Le Vietnam et même la Chine étaient en lice à un moment donné, et bien qu’aucune course n’ait encore été officiellement annulée pour 2020, elles sont toutes deux tombées à l’écart il y a quelque temps.
Bien que les dates n’aient pas encore été confirmées, la Turquie est prévue pour le 15 novembre, quinze jours après Imola.
Les événements de Bahreïn suivront les 29 novembre et 6 décembre, avec la finale à Abu Dhabi le 13 décembre. Comme indiqué précédemment, les plans sont toujours en cours pour la deuxième course de Sakhir qui se déroulera sur une version plus courte et plus rapide de la piste régulière.
Dans le passé, les équipes ont emmené leurs camions en Turquie – une opération majeure qui comprenait une excursion en bateau – mais au milieu du COVID-19, le plan est cette fois pour que ce soit un envol, le fret se dirigeant ensuite vers les courses du Moyen-Orient. Cependant, les équipes pourraient emprunter leurs camping-cars habituels, qui n’ont pas été utilisés jusqu’à présent cette saison, par la route et la voie maritime.

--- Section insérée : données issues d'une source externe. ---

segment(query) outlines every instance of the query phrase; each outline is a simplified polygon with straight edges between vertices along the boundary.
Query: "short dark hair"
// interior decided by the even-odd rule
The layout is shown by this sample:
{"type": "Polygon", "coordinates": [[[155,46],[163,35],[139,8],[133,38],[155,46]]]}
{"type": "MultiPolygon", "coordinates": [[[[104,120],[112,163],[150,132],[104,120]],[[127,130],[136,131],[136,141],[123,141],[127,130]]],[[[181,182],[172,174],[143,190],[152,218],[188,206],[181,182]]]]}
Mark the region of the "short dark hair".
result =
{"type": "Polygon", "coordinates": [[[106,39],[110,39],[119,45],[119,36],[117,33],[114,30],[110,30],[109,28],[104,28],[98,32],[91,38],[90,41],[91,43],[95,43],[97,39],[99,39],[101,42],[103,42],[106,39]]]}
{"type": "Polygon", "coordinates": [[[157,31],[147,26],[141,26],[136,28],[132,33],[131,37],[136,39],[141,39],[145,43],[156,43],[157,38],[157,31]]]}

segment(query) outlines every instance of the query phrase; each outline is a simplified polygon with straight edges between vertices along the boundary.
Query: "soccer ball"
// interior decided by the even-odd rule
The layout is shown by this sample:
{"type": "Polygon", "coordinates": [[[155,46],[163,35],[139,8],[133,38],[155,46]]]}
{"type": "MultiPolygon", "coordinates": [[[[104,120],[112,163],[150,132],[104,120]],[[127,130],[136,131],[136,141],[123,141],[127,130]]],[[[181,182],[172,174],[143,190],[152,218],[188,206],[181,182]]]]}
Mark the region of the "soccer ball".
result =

L’émergence de la Turquie le mois dernier en tant que candidate à une course a été une surprise. Le site a accueilli pour la dernière fois un grand prix en 2011, avant de quitter le calendrier pour des raisons commerciales.
Carey s’est rendu dans le pays au début de son mandat en avril 2017, rencontrant même le président Erdogan, bien qu’à ce stade, un retour au calendrier semblait hautement improbable.
Le circuit est exploité depuis 2013 par Intercity, une société dirigée par le collectionneur de voitures et pilote de GT Vural Ak, et qui a été chargée par Erdogan d’essayer de ramener le Grand Prix.
Les seuls pilotes de F1 actuels qui ont participé à un GP de Turquie sont Lewis Hamilton, Sebastian Vettel Kimi Raikkonen et Sergio Perez, tandis que Romain Grosjean et Valtteri Bottas ont participé à des épreuves de soutien.
L’idée d’un retour a été bien accueillie par les pilotes à Barcelone le week-end dernier.
«Ce serait méga», a déclaré Romain Grosjean, qui y a couru en GP2. «Je pense que ce serait vraiment génial. C’est une piste tellement cool. J’aime vraiment y aller et courir. Le virage 8 est bon pour le cou, donc je pense que ce serait très rapide.
« La Turquie est un circuit fantastique, si on en vient au calendrier, génial », a déclaré Esteban Ocon. «Circuit old school, quelque chose que je regardais à la télé quand j’étais plus jeune. L’énorme gaucher, à plat, va être assez impressionnant.
«Ça a l’air vraiment cool, je suis excité», a déclaré Alex Albon. «Liberty et la F1 font un travail incroyable en choisissant ce type de circuits. Je ne sais pas si c’est une coïncidence, ou s’ils les choisissent simplement parce que ce sont eux qui sont ouverts aux courses.
«Ce sera un bon circuit. Mugello, Imola, Turquie, nous allons sur certains des meilleurs circuits du monde. Je suis tout à fait d’accord. Je pense que le quadruple gaucher sera facile à plat dans ces voitures.